Rio Tinto and BHP announced near the end of last year plans to create an iron ore joint venture that would reduce production costs and produce iron ore more quickly by combining mining operations in Western Australia. Sales and marketing would be kept separate from the joint venture.
Steelmakers around the world, particularly those that depend on other miners for a substantial portion of their iron ore requirements, are adamantly opposed to the merger. The World Steel Association and other regional steel associations have all urged relevant authorities to reject the joint venture on grounds that it would concentrate too much iron ore pricing power in the hands of an even smaller group of mining companies.
ArcelorMittal is likely to be less affected by the joint venture than some of its peers since it benefits from substantial captive sources of iron ore and coal. In 2009, ArcelorMittal was 60% self-sufficient in iron ore and 20% self-sufficient in metallurgical coal, another ingredient used in steelmaking.
Nevertheless, the steelmaker still purchases a significant portion of its raw materials under long-term supply contracts, and therefore depends on outside sources such as Vale for iron ore.
The three miners are expected to seek a 40% rise in annual benchmark prices in 2010, according to industry analysts, after agreeing to a 28% to 33% cut in annual prices during 2009 when the global economic demand took a bite out of steel demand.
Vale and BHP have also signaled their desire to push towards a short-term iron ore price system rather than an annual benchmark system where prices are negotiated annually between the world's three largest miners and Asian steelmakers, the world's largest steel producers.
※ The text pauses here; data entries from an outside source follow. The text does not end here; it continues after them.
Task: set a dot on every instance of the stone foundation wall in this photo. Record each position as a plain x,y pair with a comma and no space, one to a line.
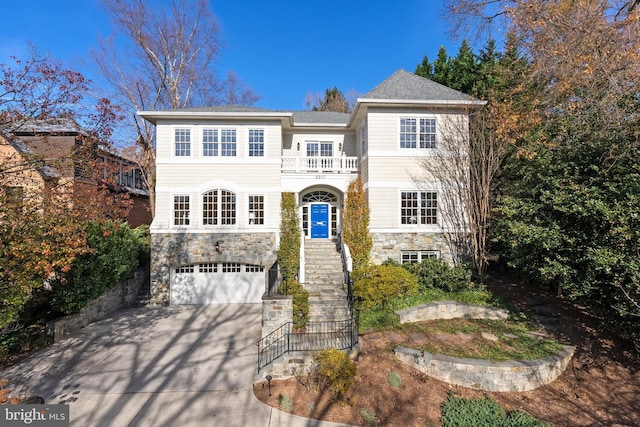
450,310
170,250
276,311
389,245
123,295
510,376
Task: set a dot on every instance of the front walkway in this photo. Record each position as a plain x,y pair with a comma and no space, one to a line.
176,366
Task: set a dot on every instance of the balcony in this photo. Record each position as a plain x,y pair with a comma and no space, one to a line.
299,164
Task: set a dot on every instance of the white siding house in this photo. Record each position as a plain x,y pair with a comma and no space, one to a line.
221,172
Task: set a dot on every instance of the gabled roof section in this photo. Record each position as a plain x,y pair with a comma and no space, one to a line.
403,85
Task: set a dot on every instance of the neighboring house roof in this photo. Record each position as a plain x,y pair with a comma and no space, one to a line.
50,126
403,85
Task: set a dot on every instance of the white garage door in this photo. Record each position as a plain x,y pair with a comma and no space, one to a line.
217,283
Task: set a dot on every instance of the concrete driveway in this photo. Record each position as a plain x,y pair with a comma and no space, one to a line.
174,366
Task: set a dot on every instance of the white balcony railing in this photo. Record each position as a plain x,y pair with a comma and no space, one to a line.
320,164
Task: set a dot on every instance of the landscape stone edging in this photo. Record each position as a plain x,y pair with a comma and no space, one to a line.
478,374
450,310
122,295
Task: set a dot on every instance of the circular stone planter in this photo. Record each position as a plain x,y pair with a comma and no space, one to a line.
510,375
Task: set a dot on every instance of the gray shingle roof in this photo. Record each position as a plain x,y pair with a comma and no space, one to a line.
403,85
224,109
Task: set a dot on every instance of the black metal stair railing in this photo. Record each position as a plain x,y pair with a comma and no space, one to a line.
341,334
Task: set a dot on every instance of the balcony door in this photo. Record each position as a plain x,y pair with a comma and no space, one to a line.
320,156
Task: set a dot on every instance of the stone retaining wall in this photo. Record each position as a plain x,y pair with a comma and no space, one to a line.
276,311
511,375
450,310
123,295
390,245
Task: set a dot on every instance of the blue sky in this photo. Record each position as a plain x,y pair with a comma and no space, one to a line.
282,49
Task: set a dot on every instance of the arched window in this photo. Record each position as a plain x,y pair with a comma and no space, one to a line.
319,196
219,207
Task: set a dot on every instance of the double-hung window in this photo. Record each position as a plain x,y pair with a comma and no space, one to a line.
417,132
228,142
419,207
256,210
210,142
181,210
219,207
363,138
412,257
256,143
182,140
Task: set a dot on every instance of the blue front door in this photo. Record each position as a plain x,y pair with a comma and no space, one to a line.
319,221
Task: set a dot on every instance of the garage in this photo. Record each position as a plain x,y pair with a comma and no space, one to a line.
217,283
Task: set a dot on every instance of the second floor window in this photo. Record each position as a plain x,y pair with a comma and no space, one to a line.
181,210
210,142
419,207
256,210
219,208
182,140
417,132
228,142
256,143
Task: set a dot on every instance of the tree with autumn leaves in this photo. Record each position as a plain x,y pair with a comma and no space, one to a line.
44,206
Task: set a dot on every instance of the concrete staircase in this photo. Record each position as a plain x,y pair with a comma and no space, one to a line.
324,280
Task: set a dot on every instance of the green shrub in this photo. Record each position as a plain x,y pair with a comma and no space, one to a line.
300,302
336,371
384,315
381,283
289,249
436,273
113,256
460,412
144,249
355,226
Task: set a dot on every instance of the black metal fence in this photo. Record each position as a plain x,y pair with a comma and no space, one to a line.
342,335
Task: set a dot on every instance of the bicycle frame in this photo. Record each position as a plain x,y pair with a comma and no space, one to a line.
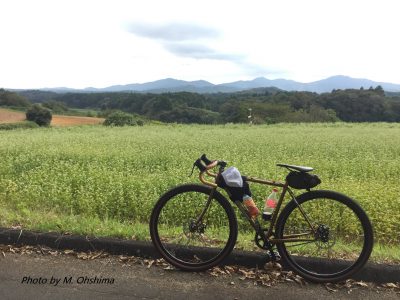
268,237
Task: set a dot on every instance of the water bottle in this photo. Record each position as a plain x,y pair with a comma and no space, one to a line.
252,209
270,204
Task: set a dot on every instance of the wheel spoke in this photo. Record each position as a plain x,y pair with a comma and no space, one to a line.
338,249
192,231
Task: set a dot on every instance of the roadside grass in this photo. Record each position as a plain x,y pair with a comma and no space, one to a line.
94,180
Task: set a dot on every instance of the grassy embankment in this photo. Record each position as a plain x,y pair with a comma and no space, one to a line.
104,181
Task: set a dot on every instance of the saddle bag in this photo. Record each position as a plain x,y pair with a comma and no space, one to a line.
302,180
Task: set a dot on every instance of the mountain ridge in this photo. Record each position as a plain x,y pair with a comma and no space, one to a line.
203,86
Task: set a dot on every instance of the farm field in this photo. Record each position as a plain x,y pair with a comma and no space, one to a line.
10,116
104,181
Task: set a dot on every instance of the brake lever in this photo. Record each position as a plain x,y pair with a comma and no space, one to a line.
194,165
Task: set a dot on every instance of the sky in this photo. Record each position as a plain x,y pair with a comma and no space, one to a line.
98,43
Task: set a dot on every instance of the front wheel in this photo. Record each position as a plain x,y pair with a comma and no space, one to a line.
337,245
192,230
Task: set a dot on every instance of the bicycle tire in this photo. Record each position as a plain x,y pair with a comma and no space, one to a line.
173,243
353,242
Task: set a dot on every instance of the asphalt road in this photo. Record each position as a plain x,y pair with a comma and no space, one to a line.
60,276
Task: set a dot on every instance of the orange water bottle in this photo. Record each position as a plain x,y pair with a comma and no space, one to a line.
270,205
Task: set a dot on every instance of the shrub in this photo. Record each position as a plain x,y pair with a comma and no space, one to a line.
39,114
19,125
119,118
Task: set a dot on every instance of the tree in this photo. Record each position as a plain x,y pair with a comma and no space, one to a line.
119,118
39,114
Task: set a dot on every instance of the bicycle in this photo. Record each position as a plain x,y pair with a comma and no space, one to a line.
324,236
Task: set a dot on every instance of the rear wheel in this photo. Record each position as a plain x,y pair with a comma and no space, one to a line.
339,245
184,238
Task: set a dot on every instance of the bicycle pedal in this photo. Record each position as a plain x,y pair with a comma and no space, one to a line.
273,266
277,256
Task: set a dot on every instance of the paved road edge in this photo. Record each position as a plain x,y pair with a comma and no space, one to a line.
379,273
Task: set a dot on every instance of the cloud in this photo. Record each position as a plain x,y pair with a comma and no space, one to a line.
173,32
199,51
190,40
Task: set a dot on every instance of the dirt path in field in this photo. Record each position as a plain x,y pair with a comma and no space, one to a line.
9,116
59,120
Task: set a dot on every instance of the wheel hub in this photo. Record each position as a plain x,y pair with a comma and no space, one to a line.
323,233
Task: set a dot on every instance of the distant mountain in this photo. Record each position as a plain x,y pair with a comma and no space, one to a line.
202,86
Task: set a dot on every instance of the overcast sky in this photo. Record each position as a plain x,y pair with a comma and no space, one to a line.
102,43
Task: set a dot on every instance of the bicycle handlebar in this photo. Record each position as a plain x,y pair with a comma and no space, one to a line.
209,164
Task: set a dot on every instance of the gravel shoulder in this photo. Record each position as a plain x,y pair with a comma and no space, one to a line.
32,273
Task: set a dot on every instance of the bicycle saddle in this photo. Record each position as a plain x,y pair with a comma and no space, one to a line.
296,168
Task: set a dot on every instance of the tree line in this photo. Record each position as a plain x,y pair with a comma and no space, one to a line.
266,105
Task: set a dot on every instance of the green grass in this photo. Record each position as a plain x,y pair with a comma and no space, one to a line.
104,181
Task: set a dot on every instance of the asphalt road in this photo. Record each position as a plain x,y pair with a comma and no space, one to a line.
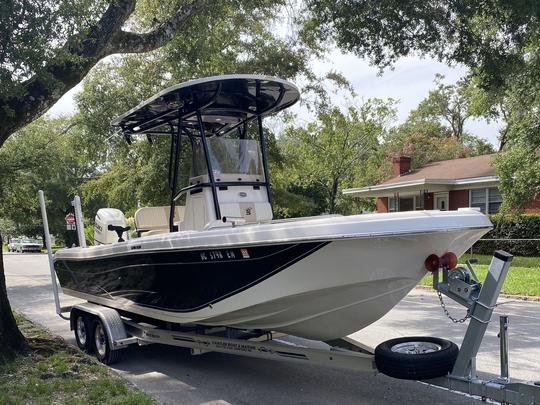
172,375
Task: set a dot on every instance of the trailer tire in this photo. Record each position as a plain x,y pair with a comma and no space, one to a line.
102,347
82,327
416,358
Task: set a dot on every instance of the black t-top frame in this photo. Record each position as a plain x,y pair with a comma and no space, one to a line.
213,106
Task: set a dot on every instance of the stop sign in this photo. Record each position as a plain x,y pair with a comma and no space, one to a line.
70,219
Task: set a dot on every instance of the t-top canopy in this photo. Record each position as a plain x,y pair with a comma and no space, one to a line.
224,102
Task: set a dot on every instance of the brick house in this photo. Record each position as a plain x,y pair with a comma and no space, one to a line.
444,185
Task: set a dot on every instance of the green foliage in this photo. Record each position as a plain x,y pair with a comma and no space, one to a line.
512,227
41,156
490,37
498,40
327,155
34,32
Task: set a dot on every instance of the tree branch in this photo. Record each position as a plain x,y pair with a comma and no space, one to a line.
83,51
130,42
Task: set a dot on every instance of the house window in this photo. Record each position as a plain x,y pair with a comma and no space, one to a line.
419,202
494,199
487,199
406,204
392,206
478,199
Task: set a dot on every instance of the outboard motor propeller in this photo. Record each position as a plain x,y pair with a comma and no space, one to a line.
119,231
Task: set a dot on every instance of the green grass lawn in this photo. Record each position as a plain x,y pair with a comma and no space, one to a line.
522,279
53,372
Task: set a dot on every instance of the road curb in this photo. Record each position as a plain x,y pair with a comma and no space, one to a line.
509,296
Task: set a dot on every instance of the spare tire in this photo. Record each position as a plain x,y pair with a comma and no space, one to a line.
416,358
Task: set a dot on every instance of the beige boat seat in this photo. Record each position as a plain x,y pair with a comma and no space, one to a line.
155,220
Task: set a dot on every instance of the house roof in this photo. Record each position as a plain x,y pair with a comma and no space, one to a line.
473,167
436,176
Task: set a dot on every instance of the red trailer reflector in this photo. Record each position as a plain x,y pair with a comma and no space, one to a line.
448,260
432,263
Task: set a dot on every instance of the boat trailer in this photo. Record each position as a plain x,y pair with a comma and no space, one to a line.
460,284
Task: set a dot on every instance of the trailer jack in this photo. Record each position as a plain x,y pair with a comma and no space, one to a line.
462,286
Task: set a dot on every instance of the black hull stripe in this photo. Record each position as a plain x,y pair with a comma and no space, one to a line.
180,281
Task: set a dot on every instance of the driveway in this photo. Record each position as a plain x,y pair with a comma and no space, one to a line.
172,375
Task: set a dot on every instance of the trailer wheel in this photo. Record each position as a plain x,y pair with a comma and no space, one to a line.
416,358
82,329
102,347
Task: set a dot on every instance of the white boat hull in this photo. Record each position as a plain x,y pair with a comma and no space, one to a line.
340,288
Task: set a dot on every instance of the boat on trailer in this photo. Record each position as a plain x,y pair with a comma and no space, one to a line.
222,259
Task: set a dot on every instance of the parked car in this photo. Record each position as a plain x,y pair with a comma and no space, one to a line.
28,245
12,245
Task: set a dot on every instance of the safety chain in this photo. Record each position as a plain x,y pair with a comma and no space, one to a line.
443,306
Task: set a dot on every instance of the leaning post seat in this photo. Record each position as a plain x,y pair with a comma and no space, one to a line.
155,220
246,201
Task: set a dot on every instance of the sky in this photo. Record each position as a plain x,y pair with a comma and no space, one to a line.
409,83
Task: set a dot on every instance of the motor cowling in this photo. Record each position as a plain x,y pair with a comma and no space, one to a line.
107,220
ArcelorMittal said in its report that such a move toward spot iron ore sales rather than long-term fixed-price contracts would cause steelmakers to "face increased exposure to production cost and price volatility, which may in turn reduce their access to reliable supplies of raw materials."
The company said any prolonged interruption in the supply of raw materials or energy, or increases in costs which ArcelorMittal cannot pass on to its customers, could adversely affect its business, financial condition, results of operations or prospects.